In reinforcement learning (RL) tasks, the agents have to explore their environments to find an optimal policy that maximizes the long-term discounted return based on a designated value function. However, in some real-world situations where the safety of the agent is particularly crucial, (e.g. expensive robot arms; implementation of RL in autonomous driving), safe exploration becomes paramount during the training and testing processes in the real world. In this work, we make three noteworthy contributions to advance the study of safe exploration. First, we introduce two sets of metrics to evaluate safe RL algorithms’ performance in the training and testing phases, respectively, which complementarily enhance each other and reveal some details that cannot be caught by either phase individually.
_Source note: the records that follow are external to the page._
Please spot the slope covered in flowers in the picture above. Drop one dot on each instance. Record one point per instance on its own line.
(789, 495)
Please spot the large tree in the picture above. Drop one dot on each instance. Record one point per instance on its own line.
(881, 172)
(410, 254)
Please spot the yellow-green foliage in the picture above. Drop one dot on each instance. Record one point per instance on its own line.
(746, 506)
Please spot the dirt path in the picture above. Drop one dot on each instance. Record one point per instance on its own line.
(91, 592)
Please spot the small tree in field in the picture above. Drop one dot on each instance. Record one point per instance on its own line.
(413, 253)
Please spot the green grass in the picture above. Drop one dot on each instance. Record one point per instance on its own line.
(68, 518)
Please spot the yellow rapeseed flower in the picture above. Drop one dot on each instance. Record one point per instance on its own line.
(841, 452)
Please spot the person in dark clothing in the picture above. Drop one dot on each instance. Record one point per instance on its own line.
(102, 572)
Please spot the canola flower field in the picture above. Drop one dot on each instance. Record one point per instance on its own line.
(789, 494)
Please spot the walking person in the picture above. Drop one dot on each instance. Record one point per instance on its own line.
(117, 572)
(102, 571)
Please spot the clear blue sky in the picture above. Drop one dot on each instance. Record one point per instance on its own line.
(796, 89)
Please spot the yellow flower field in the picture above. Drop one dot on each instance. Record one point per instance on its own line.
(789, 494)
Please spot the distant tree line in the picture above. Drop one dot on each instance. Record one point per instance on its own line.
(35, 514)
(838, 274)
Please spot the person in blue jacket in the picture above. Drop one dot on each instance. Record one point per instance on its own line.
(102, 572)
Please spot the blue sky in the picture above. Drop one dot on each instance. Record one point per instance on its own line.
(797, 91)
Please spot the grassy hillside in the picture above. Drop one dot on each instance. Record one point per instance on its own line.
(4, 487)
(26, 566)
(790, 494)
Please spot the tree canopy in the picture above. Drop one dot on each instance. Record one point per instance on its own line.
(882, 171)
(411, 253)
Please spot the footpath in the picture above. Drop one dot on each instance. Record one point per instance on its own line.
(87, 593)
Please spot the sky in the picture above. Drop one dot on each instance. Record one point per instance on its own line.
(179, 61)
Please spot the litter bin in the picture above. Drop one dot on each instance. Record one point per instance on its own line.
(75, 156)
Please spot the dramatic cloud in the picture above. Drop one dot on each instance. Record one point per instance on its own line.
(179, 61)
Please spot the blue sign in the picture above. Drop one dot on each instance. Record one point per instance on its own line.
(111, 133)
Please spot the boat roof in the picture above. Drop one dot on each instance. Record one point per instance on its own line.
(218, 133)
Second, in the testing phase, the vast majority of the published results of safe RL benchmarks are usually expressed in terms of point estimates of aggregate performances such as mean and median scores across different tasks, which ignores the statistical uncertainty raised by the limited number of training runs. Given the current status quo, we are the first to include statistical uncertainty in the safe RL algorithm’s testing-phase evaluation to avoid discrepancies between the point estimates and the true distributions of data. Last but not least, to enhance the diversity of the evaluated algorithms, we extend our benchmark from model-free to model-based safe RL algorithms, and make some improvements on the algorithms for comparison.